After saying ciao to David, Free, Stargazer, and River Wolf, I marched down the street towards the bus stop at Vons, stopping to grab a tasty blueberry muffin from Jack’s. At the bus stop, I was impressed by the amount of snow on the peaks of the Sierra to the west, which had been covered by clouds the day before. A man was waiting for the bus already and was very talkative about his mother-in-law’s illness. I called David and we chatted until he had to go.
The bus ride was uneventful, with an interesting cast of characters that only occasionally distracted me from the books I was reading (I saw books plural because I finished one and started another while on the bus).
When we arrived at Inyokern about 2.5 hours later, I went to Bernardino’s for tacos while I waited for Sandy the trail angel to get off work so she could bring me to the trail head. I was able to charge my phone and eat some Halloween candy in the entryway once I had overstayed my welcome at the table.
Sandy arrived, and on the ride I learned she was a sweet lady who got into trail angeling on a a fluke when she randomly offered a hiker a ride in 2019 and learned all about the life. She had a log she asks hikers to fill out, and when I flipped through it, I recognized Tague (I believe I put Teg in my earlier journals, spelled incorrectly) and B’Shert–the last entry from 2 weeks ago. I haven’t seen her since Washington!
Sandy dropped me at the trailhead and off I went, mildly regretting that I had switched my normal hiking shirt for a base layer since I was sweating already.
The faded blues, yellows and reds of the desert were an interesting change from the Sierra, as were the wide open skies.
The ground was surprisingly damp, from the rain storm presumably, and so were the mosses on trees and there were even puddles on rocks.
For the most part I was hiking through chaparral shrubs, but in shaded valleys there were oaks and pines.
I was really enjoying all of the lower altitude plants that I hadn’t see up in the Sierra, nor in WA & OR earlier in the year.
As well as the desert natives, like the Joshua Tree.
I was also enjoying the remnants of fall that were still apparent in the colors of the leaves and the pine cones scattering the ground.
In some of the areas that weren’t getting sun this late in the year, frost and ice crystals had formed on the ground and fallen trees.

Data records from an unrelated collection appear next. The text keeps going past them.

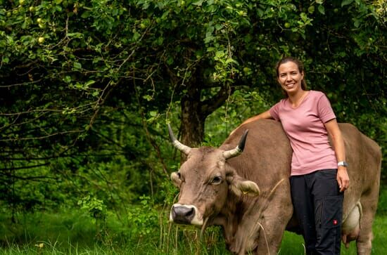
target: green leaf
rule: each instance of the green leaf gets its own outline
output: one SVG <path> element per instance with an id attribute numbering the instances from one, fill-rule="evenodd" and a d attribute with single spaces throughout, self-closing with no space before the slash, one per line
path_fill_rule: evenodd
<path id="1" fill-rule="evenodd" d="M 81 69 L 82 68 L 82 64 L 80 63 L 78 63 L 78 62 L 74 62 L 74 67 L 77 68 L 77 69 Z"/>
<path id="2" fill-rule="evenodd" d="M 198 0 L 198 1 L 196 1 L 195 3 L 192 3 L 192 5 L 201 6 L 201 5 L 203 4 L 203 0 Z"/>
<path id="3" fill-rule="evenodd" d="M 317 10 L 319 10 L 319 12 L 321 14 L 325 14 L 325 8 L 324 8 L 324 6 L 320 5 L 319 7 L 317 7 Z"/>
<path id="4" fill-rule="evenodd" d="M 345 6 L 348 6 L 348 4 L 352 4 L 353 1 L 353 0 L 343 0 L 341 2 L 341 7 Z"/>

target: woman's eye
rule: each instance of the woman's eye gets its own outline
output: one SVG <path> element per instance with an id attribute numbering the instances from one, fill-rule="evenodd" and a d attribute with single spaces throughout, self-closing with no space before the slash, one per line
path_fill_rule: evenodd
<path id="1" fill-rule="evenodd" d="M 216 177 L 214 177 L 214 178 L 212 179 L 211 184 L 217 185 L 217 184 L 220 184 L 221 183 L 222 183 L 222 178 L 219 176 L 216 176 Z"/>

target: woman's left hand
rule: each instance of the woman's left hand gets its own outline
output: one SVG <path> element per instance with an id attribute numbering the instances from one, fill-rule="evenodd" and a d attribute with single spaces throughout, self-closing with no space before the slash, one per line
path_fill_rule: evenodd
<path id="1" fill-rule="evenodd" d="M 350 177 L 345 166 L 340 166 L 338 167 L 336 178 L 341 192 L 348 188 L 350 185 Z"/>

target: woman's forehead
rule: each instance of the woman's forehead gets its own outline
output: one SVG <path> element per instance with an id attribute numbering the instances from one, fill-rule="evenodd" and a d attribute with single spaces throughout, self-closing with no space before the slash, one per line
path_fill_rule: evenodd
<path id="1" fill-rule="evenodd" d="M 278 67 L 279 72 L 286 72 L 289 71 L 298 70 L 298 66 L 296 63 L 292 61 L 288 61 L 281 64 Z"/>

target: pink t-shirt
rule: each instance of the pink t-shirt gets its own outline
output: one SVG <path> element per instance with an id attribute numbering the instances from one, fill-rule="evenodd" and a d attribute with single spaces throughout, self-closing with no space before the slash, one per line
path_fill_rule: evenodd
<path id="1" fill-rule="evenodd" d="M 336 116 L 324 93 L 310 91 L 296 108 L 291 107 L 288 98 L 282 99 L 269 112 L 281 122 L 290 140 L 293 148 L 291 176 L 337 168 L 335 152 L 324 125 Z"/>

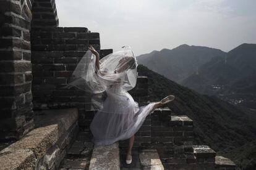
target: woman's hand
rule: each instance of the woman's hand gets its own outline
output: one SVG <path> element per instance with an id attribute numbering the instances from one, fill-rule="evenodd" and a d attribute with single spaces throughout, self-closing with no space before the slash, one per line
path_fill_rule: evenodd
<path id="1" fill-rule="evenodd" d="M 92 54 L 96 55 L 95 67 L 98 70 L 100 70 L 100 54 L 92 45 L 90 45 L 90 47 L 88 48 L 89 49 L 89 50 L 90 50 Z"/>
<path id="2" fill-rule="evenodd" d="M 99 54 L 98 52 L 93 48 L 93 46 L 90 45 L 90 47 L 88 47 L 89 50 L 92 52 L 92 54 L 95 55 L 96 56 L 99 56 Z"/>

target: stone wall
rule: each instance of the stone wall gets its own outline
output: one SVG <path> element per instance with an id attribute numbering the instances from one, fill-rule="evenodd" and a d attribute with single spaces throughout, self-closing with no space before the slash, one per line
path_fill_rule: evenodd
<path id="1" fill-rule="evenodd" d="M 35 0 L 32 6 L 33 29 L 42 27 L 56 27 L 59 18 L 54 0 Z"/>
<path id="2" fill-rule="evenodd" d="M 79 131 L 76 108 L 37 111 L 36 128 L 0 152 L 1 169 L 56 169 Z"/>
<path id="3" fill-rule="evenodd" d="M 33 128 L 30 20 L 33 1 L 0 2 L 0 140 Z"/>
<path id="4" fill-rule="evenodd" d="M 100 35 L 87 28 L 49 28 L 32 33 L 35 109 L 76 107 L 91 109 L 90 95 L 67 85 L 74 69 L 93 44 L 100 52 Z"/>

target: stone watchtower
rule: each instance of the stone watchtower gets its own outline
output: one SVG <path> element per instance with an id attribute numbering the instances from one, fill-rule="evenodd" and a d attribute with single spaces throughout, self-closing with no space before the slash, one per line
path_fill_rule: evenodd
<path id="1" fill-rule="evenodd" d="M 100 34 L 87 28 L 58 27 L 54 0 L 2 0 L 0 9 L 0 169 L 235 169 L 208 147 L 193 145 L 192 120 L 167 108 L 136 133 L 130 166 L 127 140 L 94 147 L 90 95 L 61 87 L 89 44 L 101 57 L 113 50 L 101 49 Z M 140 76 L 130 93 L 142 104 L 148 88 Z"/>

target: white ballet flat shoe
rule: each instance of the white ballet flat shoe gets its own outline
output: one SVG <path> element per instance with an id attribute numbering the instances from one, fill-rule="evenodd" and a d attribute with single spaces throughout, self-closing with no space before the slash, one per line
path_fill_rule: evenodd
<path id="1" fill-rule="evenodd" d="M 132 163 L 132 155 L 130 155 L 130 160 L 126 160 L 126 164 L 130 164 Z"/>
<path id="2" fill-rule="evenodd" d="M 173 101 L 173 100 L 174 100 L 174 99 L 175 99 L 174 95 L 169 95 L 164 97 L 162 100 L 161 100 L 160 103 L 161 103 L 162 105 L 166 104 L 167 103 L 169 103 L 169 102 Z"/>

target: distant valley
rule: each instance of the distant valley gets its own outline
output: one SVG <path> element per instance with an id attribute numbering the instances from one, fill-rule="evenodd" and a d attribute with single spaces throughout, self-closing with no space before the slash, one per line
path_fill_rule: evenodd
<path id="1" fill-rule="evenodd" d="M 199 93 L 256 109 L 256 44 L 243 44 L 228 52 L 183 44 L 137 58 L 139 63 Z"/>

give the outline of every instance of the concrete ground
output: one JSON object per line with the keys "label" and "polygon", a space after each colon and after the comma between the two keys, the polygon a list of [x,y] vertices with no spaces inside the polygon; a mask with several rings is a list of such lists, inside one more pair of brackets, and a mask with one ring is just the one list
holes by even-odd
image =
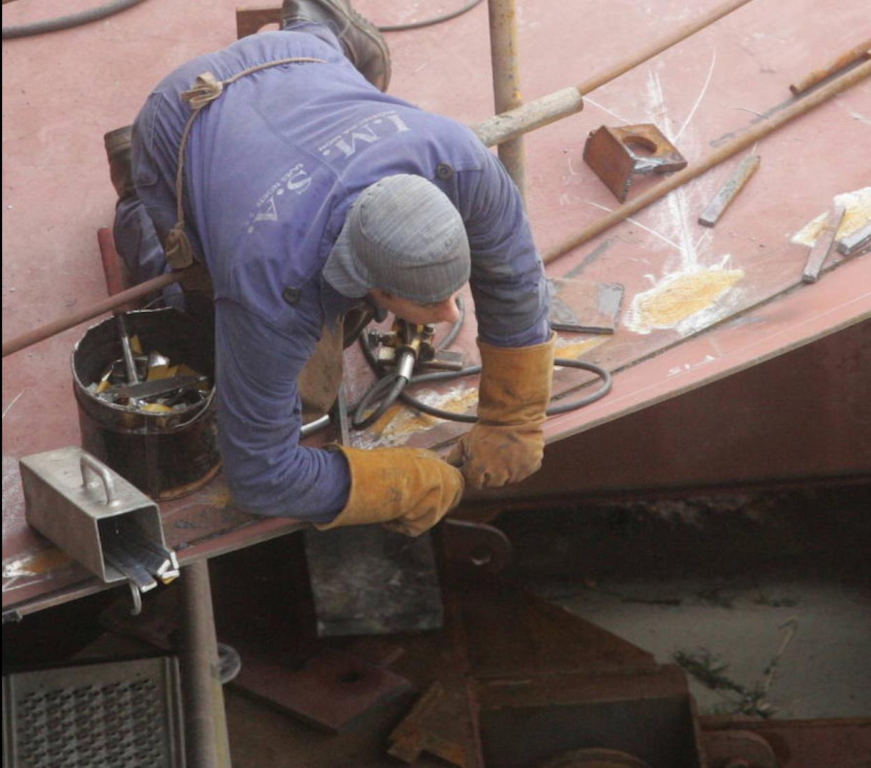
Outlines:
{"label": "concrete ground", "polygon": [[689,673],[701,714],[871,716],[871,488],[515,513],[530,589]]}
{"label": "concrete ground", "polygon": [[659,663],[684,666],[699,714],[871,715],[867,589],[800,575],[536,586]]}

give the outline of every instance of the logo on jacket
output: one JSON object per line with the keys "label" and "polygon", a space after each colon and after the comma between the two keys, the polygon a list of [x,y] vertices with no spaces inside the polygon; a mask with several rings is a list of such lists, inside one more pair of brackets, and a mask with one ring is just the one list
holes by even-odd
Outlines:
{"label": "logo on jacket", "polygon": [[348,160],[356,153],[360,142],[374,144],[385,136],[410,130],[395,110],[380,112],[363,118],[338,136],[324,142],[318,147],[318,152],[327,160]]}
{"label": "logo on jacket", "polygon": [[254,225],[260,221],[278,221],[278,207],[275,204],[276,198],[288,192],[294,192],[296,194],[305,194],[311,185],[312,177],[302,167],[302,163],[297,163],[260,195],[260,200],[254,204],[254,211],[248,216],[248,234],[250,234],[253,232]]}

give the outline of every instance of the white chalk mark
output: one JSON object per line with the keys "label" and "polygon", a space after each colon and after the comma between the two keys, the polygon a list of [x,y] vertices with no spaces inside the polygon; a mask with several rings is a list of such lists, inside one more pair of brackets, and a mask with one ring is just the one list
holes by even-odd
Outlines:
{"label": "white chalk mark", "polygon": [[705,94],[707,92],[708,85],[711,85],[711,78],[713,75],[713,65],[717,63],[717,49],[712,51],[711,54],[711,66],[708,67],[708,74],[705,78],[705,85],[702,85],[701,92],[699,94],[699,98],[696,99],[696,103],[692,105],[692,109],[690,110],[690,113],[686,116],[686,119],[684,120],[684,125],[680,126],[680,130],[678,131],[677,135],[672,139],[672,143],[674,144],[680,138],[680,134],[684,133],[684,129],[690,124],[690,120],[692,119],[693,115],[696,113],[696,110],[699,109],[699,105],[702,103],[702,99],[705,98]]}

There were even areas with snow! But only little patches here and there.
I decided not to listen to an audio book or music today, and instead was immersed in my thoughts as I had been for the majority of the first 2 months I hiked in Washington and Oregon earlier in the summer.
It’s hard to describe, but it was interesting to have thoughts again, and to really let my brain just think about whatever it wanted to think about without any distraction. Earlier in the year, I didn’t even bring earbuds and I was hiking alone, so all I could do for that first section was think, but after awhile I sort of ran out of things to think about, and that’s when I decided to get the earbuds and have had them ever since.
The trail popped out into a dirt road right around sunset, so I followed that for a mile or two, skirting puddles and almost falling in once or twice because the mud was so slick and the road was overgrown with dense shrubs.
Sunset lasted forever, with so many color changes.
I ended up pouring 2L of water out, because I really didn’t need that much to get to the first water cache the next day and my feet and back were already killing me. Right after I turned off the road again, two trucks with bright colorful lights drove by. I’m kind of glad I wasn’t on the road when they came through after dark. I wonder if they were the ones leaving so much trash everywhere?
After that the trail sunk into the trees which are always more eerie at night because you can’t see the sky. At some point I realized I had a blister forming on my left heel, but I decided not to deal with it until the morning.
I was nice and toasty in my baselayer hiking shirt and R2 midlayer, but it got colder once I got to camp. I took awhile to fall asleep since my sleeping bag alone wasn’t nearly as cozy as my nested bag and quilt had been before I made the (bad) decision to send the quilt home.